As a Californian, I am thrilled to discover there is actually one business our bureaucrats won’t over-regulate.

Sadly, it is medical marijuana farming. However, the lessons it offers about the effects of selective reinforcement of regulations are enlightening.

In the Merced Sun-Star, Dan Morain describes how marijuana farming practices in Butte County threaten regional water quality.

In a state that prides itself on its environmentalist sensibilities, emboldened marijuana growers have ripped out ponderosa pines and bulldozed deep terraces into steep slopes above Lake Oroville, all so their crops can receive full sun.

….Growers don’t obtain permits and take no steps to limit erosion. Although they probably are breaking law governing discharges, California Regional Water Quality Control Board officials shy away from inspecting the farms, fearing for their safety.

Because many growers display notes from doctors swearing that they’re cultivating the marijuana for medicinal purposes, Butte County law enforcement officials don’t have power to make arrests.

By way of background, Californians approved 1996’s Proposition 215, which authorized the growing of marijuana for medicinal purposes. The practice of procuring the medical marijuana is to have its farmers post doctors’ notices certifying the crops as “215-Marijuana-for-Medical”.

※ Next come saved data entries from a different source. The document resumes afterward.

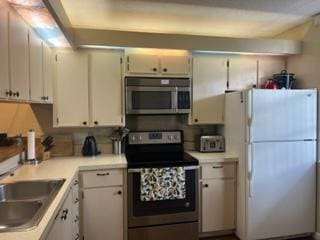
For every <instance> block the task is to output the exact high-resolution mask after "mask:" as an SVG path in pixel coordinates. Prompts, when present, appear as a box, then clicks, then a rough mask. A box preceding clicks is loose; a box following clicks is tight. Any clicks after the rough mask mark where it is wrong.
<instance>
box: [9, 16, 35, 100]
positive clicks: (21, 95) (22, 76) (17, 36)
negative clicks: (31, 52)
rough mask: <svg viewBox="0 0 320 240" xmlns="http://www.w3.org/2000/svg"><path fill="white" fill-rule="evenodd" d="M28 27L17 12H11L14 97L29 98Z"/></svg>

This news is especially troubling, because California’s eco-activists have targeted farms in the state’s famous Central Valley in an effort to protect an invasive fish species. So, our states’ bureaucrats are selectively reinforcing regulations, leaving our almond fields bare but ensuring bumper crops of pot.

But there is at least one upside to this news: California has finally managed to find a way to attract red state businesses.

Butte County is not exactly ready to eradicate its pot-growing business. While Californians are leaving the state for better business in Texas and Florida, entrepreneurs from Texas and Florida flock to California for better weather conditions to grow the weed. Medical marijuana is not legal in Texas or Florida, but business booms for the growers in Butte.

Big money involved in the business, along with the questionable disposition of the crop for medical use, make environmental enforcement lax at best. Cannabis growers get a pass on regulations while farms that raise food crops or timber are scrutinized, cited, and fined for infringements.

In conclusion, it seems that in the progressive ranking of priorities, the ability to get high is more important than the need for a clean environment. Fascinating!